Get your daily dose of health and medicine every weekday with STAT’s free newsletter Morning Rounds. Sign up here.

Good morning. Today we have a report from STAT’s new AAAS media fellow Lauren Chan. She will be reporting with us this summer. Continue reading for her insights on a study about sugary soda.

Diabetes Leaders Express Regret Over Expulsions

Following the removal of five members from the American Diabetes Association’s annual meeting less than a week ago, the organization’s CEO has issued an apology to those individuals and the wider diabetes community.

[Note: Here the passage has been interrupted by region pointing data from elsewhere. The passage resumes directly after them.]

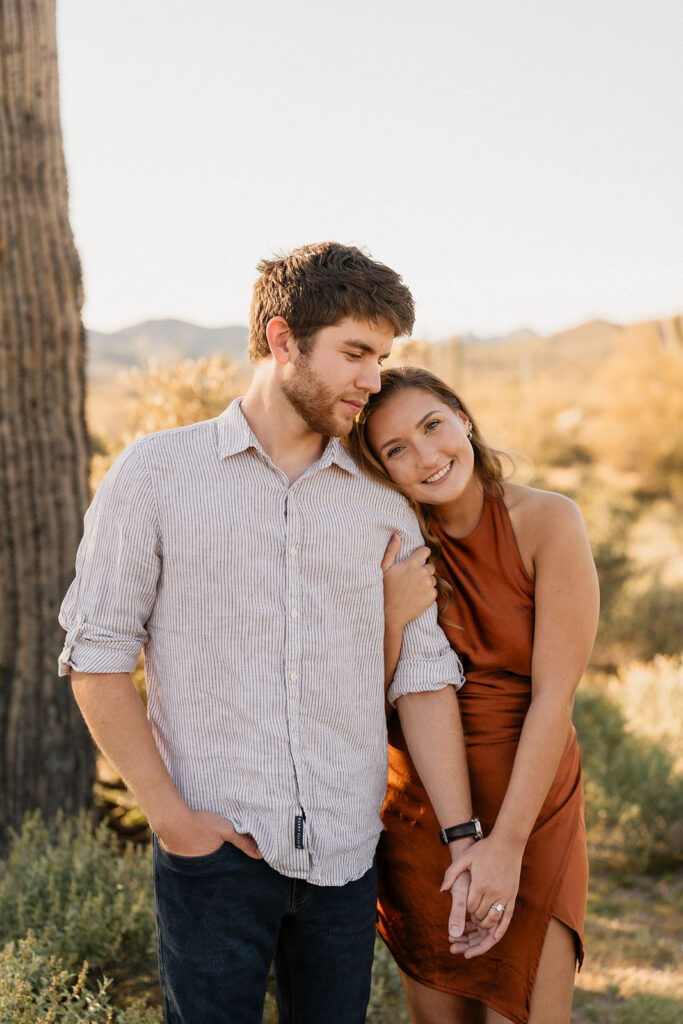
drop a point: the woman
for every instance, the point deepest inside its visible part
(520, 607)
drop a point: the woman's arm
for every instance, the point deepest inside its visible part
(566, 613)
(410, 589)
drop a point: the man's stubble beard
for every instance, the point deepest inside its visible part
(313, 400)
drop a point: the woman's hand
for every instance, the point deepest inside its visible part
(410, 587)
(494, 866)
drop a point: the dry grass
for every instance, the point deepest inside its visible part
(601, 416)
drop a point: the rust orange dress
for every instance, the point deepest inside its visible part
(494, 607)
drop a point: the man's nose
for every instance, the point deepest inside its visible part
(369, 378)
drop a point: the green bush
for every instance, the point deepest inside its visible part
(81, 894)
(630, 782)
(35, 986)
(650, 624)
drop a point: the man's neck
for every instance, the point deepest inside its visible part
(283, 434)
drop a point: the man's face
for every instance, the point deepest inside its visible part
(331, 384)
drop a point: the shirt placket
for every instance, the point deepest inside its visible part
(294, 667)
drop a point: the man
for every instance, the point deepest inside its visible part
(244, 554)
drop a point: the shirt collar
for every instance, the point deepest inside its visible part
(236, 435)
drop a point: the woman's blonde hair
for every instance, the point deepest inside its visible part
(487, 460)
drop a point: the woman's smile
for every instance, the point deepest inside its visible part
(440, 474)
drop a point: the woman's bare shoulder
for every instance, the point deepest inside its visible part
(539, 504)
(541, 517)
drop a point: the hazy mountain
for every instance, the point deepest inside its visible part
(164, 341)
(168, 341)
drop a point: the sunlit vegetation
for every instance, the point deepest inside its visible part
(599, 414)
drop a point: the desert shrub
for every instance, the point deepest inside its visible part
(632, 788)
(650, 622)
(650, 1008)
(35, 986)
(81, 894)
(182, 393)
(650, 696)
(386, 998)
(163, 397)
(639, 427)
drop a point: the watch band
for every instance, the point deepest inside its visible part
(468, 829)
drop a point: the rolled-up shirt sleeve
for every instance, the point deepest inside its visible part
(118, 566)
(427, 659)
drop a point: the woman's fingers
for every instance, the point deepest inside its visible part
(391, 553)
(458, 906)
(492, 916)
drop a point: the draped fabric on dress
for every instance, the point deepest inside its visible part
(489, 622)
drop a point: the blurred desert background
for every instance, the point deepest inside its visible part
(596, 412)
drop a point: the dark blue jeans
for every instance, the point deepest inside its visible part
(222, 920)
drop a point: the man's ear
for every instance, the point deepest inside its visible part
(281, 339)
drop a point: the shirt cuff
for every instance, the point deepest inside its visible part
(421, 677)
(92, 649)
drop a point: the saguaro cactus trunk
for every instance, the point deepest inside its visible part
(45, 754)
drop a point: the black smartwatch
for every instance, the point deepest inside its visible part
(468, 829)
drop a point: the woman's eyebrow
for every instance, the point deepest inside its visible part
(417, 425)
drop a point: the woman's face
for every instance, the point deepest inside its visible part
(423, 445)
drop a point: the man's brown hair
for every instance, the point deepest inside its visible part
(317, 286)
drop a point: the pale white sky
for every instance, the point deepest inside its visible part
(518, 163)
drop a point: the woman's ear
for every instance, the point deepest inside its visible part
(280, 339)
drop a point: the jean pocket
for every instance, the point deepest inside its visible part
(181, 859)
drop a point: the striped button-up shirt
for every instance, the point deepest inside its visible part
(258, 603)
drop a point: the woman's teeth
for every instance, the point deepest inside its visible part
(437, 476)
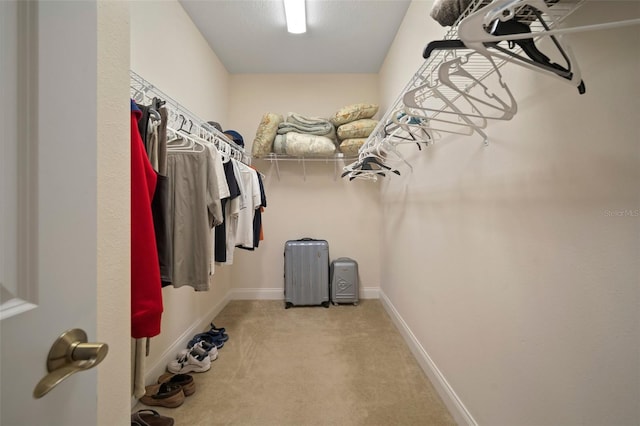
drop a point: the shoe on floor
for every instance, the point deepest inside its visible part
(184, 380)
(203, 347)
(211, 338)
(163, 395)
(150, 418)
(190, 362)
(215, 329)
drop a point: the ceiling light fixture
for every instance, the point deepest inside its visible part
(295, 15)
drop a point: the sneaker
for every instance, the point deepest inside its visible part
(217, 340)
(163, 395)
(203, 347)
(189, 362)
(206, 348)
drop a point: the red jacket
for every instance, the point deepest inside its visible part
(146, 288)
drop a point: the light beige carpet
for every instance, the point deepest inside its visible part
(345, 365)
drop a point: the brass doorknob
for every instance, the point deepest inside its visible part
(69, 354)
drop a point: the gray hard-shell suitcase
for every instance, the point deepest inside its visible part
(306, 272)
(344, 281)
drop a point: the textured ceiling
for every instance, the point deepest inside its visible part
(343, 36)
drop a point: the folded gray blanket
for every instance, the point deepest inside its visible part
(309, 125)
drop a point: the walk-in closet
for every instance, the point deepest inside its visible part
(492, 211)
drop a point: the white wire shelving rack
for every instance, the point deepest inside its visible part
(180, 118)
(394, 129)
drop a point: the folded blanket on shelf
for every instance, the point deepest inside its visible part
(309, 125)
(304, 145)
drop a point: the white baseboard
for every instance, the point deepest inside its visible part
(457, 409)
(160, 367)
(278, 293)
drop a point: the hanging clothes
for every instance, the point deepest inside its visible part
(146, 291)
(220, 254)
(195, 208)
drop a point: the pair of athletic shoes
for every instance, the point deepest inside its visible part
(196, 359)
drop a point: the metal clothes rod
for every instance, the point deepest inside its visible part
(179, 118)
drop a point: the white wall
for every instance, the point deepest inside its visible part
(323, 206)
(515, 266)
(114, 230)
(168, 51)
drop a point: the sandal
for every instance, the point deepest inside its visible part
(184, 380)
(165, 395)
(150, 418)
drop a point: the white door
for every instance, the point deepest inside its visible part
(49, 199)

“I recognize the impact that experience had on each of you,” stated ADA executive Charles Henderson in a video. “I am deeply sorry for the hurt, frustration, and the pain that resulted.” Elizabeth Cooney provides further details on the group’s plans moving forward.

University of California, Davis Accused of Discrimination by DOJ

Yesterday, the Justice Department accused the University of California, Davis School of Medicine of discriminating against white and Asian applicants. This accusation follows similar claims against UCLA and Yale University. These letters are part of a broader effort to challenge initiatives aimed at diversifying the physician and biomedical research workforce. However, experts told STAT that these reports, which emphasize test scores, overlook the fact that medical schools have largely moved toward more holistic admissions practices. In a statement, UC Davis expressed strong disagreement with any characterization of its admissions practices as discriminatory or inconsistent with applicable law.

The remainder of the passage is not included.